Over half the prisons in England and Wales are officially overcrowded, a penal reform group claimed as prison numbers reached an all-time high.
The Home Office predicts prison numbers will rise to 90,000 by 2010
With a record prison population of 76,897, the Prison Reform Trust said 74 of 142 jails were operating at over the government's certified occupancy level.
And 15 had too many inmates to meet safe overcrowding limits, it added.
The Home Office said no prison operated at above safe population limits and that the figures were misleading.
According to Home Office projections, the prison population could top 90,000 by the end of the decade.
And the trust claims that prisons are currently coping with 10,000 more prisoners than they were designed to hold.
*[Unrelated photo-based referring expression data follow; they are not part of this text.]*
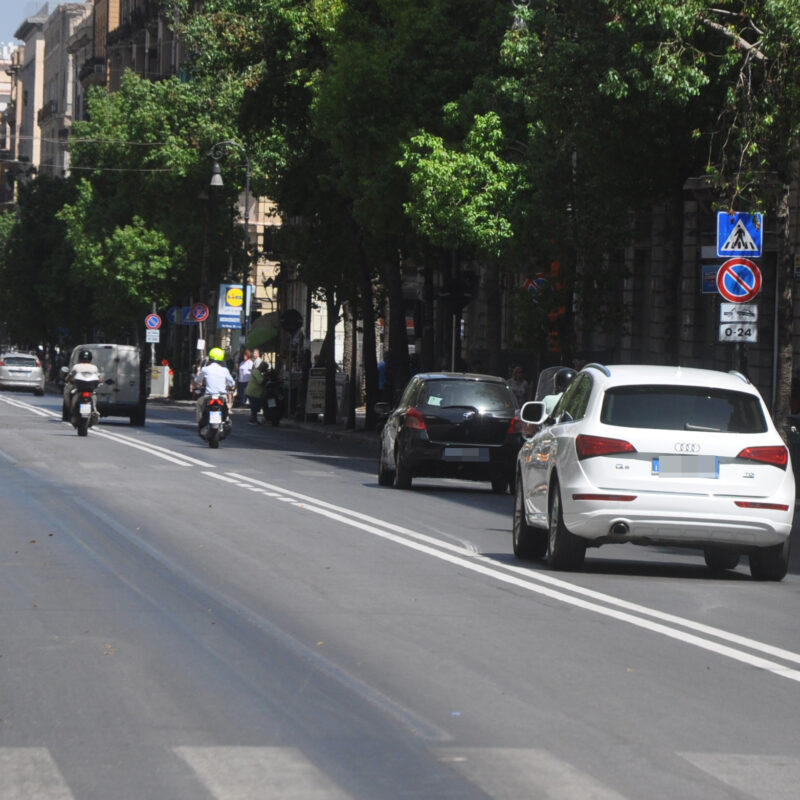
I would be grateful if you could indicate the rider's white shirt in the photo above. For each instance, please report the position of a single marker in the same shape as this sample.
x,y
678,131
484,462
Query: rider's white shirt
x,y
217,379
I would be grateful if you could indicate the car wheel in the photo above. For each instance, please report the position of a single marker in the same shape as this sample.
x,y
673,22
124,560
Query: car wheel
x,y
402,475
770,563
720,560
528,542
564,549
385,476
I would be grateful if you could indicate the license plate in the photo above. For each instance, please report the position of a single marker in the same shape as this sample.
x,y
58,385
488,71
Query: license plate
x,y
466,454
686,466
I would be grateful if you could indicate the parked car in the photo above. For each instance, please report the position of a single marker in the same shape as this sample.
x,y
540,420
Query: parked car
x,y
450,425
655,456
22,371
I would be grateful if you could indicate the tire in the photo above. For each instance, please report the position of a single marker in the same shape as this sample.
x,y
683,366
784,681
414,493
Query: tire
x,y
564,549
528,542
718,560
500,484
770,563
402,475
385,476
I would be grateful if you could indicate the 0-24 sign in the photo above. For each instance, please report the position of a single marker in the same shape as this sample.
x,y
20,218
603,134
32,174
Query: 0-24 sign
x,y
738,332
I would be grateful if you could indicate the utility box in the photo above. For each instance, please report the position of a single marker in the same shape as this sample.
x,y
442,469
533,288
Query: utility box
x,y
159,382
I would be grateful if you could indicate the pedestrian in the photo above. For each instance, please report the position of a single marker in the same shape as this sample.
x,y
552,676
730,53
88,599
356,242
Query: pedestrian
x,y
255,389
242,378
519,386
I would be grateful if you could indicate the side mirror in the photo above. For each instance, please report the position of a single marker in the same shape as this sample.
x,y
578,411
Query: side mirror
x,y
533,412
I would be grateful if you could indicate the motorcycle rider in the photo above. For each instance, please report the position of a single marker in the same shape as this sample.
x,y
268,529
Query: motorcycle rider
x,y
216,379
84,370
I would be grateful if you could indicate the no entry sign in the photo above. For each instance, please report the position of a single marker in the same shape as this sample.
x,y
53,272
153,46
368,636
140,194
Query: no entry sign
x,y
739,280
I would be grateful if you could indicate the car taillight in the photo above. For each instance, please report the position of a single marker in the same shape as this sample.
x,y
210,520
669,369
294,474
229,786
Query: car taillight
x,y
414,420
590,446
776,455
516,426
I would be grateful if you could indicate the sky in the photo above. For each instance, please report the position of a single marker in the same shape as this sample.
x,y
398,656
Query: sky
x,y
14,12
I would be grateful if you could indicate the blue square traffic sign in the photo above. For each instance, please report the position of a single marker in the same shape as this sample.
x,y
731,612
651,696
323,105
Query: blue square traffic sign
x,y
739,234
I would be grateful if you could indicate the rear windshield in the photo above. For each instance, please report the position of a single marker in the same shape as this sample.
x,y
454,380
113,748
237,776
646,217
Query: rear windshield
x,y
683,408
493,397
19,361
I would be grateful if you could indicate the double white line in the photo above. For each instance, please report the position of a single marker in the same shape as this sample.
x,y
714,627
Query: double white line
x,y
716,640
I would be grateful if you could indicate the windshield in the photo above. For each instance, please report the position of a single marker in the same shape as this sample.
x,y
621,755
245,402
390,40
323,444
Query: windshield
x,y
483,396
683,408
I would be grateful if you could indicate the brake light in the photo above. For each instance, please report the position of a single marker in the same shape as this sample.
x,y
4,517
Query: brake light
x,y
516,426
777,456
414,420
590,446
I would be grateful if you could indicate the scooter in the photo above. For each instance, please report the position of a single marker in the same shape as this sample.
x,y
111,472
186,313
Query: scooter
x,y
82,410
215,423
273,400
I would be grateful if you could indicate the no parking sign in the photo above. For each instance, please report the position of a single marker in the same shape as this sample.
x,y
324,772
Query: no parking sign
x,y
739,280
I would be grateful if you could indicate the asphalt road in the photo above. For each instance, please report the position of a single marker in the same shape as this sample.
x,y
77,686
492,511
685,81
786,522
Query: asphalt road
x,y
265,621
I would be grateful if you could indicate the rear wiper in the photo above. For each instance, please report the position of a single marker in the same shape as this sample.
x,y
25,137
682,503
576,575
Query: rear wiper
x,y
689,426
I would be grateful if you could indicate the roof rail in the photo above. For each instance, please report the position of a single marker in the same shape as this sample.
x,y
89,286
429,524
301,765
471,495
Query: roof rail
x,y
738,375
605,370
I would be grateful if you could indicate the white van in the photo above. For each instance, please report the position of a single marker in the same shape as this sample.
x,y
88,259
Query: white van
x,y
123,392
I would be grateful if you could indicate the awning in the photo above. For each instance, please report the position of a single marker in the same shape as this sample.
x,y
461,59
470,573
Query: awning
x,y
263,333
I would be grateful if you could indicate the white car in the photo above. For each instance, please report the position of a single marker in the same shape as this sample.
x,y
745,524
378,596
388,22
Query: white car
x,y
655,455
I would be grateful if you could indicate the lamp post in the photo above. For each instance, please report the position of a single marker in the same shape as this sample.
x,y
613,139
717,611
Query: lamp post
x,y
219,152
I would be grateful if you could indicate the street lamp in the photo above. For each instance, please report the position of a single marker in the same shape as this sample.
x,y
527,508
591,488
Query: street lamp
x,y
219,152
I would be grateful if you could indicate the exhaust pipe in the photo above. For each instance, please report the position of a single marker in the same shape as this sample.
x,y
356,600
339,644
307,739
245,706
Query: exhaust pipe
x,y
619,529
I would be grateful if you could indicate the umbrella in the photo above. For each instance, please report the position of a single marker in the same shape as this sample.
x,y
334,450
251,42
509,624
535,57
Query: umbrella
x,y
263,333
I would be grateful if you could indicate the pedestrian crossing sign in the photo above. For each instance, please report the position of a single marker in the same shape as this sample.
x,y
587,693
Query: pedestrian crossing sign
x,y
739,234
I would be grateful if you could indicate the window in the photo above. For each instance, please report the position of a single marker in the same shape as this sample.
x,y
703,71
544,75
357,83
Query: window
x,y
683,408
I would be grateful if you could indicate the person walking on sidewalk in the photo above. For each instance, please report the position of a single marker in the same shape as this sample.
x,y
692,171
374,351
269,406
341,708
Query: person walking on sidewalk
x,y
242,378
254,390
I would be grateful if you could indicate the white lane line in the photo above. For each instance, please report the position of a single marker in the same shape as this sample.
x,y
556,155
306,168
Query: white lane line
x,y
28,407
505,773
279,773
537,583
29,773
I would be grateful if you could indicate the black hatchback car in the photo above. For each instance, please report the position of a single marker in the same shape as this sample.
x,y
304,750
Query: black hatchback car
x,y
451,425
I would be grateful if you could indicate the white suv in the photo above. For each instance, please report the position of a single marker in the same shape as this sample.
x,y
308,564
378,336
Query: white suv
x,y
655,455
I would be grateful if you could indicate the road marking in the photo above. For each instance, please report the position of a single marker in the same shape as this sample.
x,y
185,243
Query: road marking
x,y
29,773
554,588
279,773
505,773
775,777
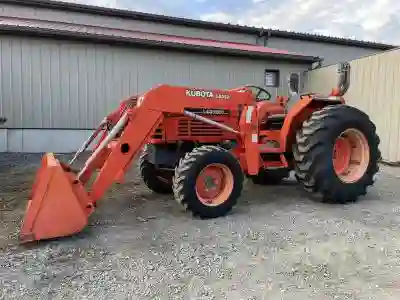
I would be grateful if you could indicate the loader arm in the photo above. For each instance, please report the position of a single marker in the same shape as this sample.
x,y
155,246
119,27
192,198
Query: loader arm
x,y
141,122
59,204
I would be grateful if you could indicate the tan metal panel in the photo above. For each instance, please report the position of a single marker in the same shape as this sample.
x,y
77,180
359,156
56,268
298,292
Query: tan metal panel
x,y
374,90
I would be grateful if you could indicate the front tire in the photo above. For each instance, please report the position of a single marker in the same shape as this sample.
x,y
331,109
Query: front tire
x,y
190,182
349,133
158,181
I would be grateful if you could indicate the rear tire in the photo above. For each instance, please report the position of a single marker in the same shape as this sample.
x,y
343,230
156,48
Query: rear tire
x,y
315,167
155,180
189,190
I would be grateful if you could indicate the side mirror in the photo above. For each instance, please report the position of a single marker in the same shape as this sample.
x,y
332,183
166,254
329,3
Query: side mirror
x,y
294,82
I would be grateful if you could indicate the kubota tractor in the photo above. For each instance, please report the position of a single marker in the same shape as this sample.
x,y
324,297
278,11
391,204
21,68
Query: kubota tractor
x,y
199,144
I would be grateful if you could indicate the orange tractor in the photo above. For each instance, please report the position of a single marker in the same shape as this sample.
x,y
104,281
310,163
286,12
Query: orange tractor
x,y
199,144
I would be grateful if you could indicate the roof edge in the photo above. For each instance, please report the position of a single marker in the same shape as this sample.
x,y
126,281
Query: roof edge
x,y
113,12
101,38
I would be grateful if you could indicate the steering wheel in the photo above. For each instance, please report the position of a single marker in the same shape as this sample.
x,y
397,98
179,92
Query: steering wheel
x,y
259,93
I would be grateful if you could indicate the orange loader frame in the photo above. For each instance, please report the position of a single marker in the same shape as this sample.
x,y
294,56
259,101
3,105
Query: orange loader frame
x,y
62,199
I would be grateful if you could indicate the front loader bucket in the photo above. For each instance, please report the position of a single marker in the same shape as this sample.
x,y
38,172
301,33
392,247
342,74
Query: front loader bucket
x,y
58,205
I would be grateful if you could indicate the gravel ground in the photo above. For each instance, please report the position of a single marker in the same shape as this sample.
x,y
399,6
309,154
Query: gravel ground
x,y
276,244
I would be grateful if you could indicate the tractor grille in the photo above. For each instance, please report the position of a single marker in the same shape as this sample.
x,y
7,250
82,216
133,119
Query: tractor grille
x,y
197,128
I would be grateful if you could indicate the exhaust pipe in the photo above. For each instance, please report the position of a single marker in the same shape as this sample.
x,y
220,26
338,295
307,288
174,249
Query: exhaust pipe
x,y
343,72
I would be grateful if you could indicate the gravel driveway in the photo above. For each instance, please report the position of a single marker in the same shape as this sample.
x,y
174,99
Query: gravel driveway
x,y
276,244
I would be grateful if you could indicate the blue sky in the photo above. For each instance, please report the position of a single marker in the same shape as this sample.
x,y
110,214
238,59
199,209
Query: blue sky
x,y
373,20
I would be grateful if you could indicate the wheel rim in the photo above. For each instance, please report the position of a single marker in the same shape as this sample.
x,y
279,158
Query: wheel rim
x,y
351,155
214,184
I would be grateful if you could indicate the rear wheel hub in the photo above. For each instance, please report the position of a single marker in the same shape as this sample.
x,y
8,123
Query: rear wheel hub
x,y
214,184
351,155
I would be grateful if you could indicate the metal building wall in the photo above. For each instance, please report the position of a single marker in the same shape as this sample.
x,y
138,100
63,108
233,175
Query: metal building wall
x,y
60,85
7,10
373,89
330,52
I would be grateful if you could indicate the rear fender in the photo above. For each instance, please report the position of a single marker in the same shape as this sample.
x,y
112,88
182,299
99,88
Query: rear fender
x,y
300,112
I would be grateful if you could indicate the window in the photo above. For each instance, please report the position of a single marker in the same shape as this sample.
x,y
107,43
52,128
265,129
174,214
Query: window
x,y
272,78
294,83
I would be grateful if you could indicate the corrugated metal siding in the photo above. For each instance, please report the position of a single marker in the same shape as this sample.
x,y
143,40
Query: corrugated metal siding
x,y
56,84
7,10
373,89
331,53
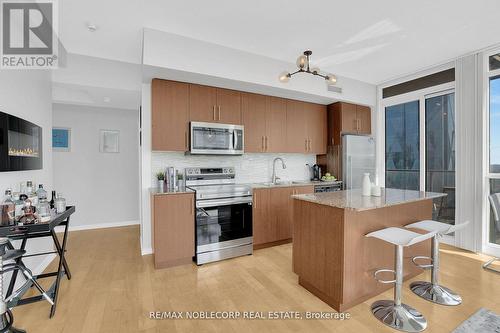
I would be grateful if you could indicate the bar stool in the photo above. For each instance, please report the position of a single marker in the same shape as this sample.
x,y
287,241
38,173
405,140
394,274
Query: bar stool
x,y
394,313
6,316
432,291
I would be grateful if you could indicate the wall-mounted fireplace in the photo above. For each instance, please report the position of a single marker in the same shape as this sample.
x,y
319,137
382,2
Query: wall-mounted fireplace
x,y
20,144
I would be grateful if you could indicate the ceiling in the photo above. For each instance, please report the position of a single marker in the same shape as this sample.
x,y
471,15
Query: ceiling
x,y
371,41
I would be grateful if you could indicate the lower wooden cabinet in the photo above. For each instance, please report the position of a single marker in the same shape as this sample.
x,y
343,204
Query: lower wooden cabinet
x,y
273,214
172,229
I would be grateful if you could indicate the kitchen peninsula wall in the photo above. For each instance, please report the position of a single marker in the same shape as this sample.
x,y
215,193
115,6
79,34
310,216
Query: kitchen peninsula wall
x,y
250,167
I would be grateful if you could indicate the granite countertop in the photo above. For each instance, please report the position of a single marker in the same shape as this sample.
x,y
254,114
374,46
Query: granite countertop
x,y
180,190
295,183
352,199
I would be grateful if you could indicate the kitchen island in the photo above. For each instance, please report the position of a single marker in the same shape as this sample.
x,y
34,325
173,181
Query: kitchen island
x,y
331,255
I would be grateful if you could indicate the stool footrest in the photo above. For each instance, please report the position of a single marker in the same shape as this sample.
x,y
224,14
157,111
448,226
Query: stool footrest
x,y
385,271
423,266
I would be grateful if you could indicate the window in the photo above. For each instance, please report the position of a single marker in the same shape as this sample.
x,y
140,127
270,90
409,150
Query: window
x,y
402,148
494,141
440,153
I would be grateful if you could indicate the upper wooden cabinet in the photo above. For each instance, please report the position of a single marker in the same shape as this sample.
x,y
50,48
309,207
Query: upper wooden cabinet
x,y
169,115
347,118
306,127
296,127
202,103
317,128
264,118
272,124
173,229
210,104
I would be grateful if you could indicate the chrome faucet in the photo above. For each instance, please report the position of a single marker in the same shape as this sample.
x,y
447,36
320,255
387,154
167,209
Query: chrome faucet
x,y
274,178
Trust director Juliet Lyon said the government had become complacent about the problem of prison overcrowding and was now "breaching its own final buffer".
"This level of overcrowding poses a real and serious danger to prison and public safety.
"The summer holiday season usually gives prisons a respite while the courts take their break, instead the population is growing month on month.
"Even in the quietest months of the year, pressure is still building up within prisons."
A Home Office spokeswoman said some prisons may exceed what is termed their "certified normal accommodation" - the figure at which the prison operates comfortably.
But she said: "We do not operate above the operational capacity of any establishment.
"The operational capacity is the total number of prisoners which an establishment can hold without serious risk to good order, security and the proper running of the planned regime."
On some occasions, however, prisons were wrongly listed as having populations higher than their operational capacity, she said.
The reason for this was because some prisoners were actually absent on authorised absences, such as being out on temporary licence, but were still recorded as part of the prison population, she added.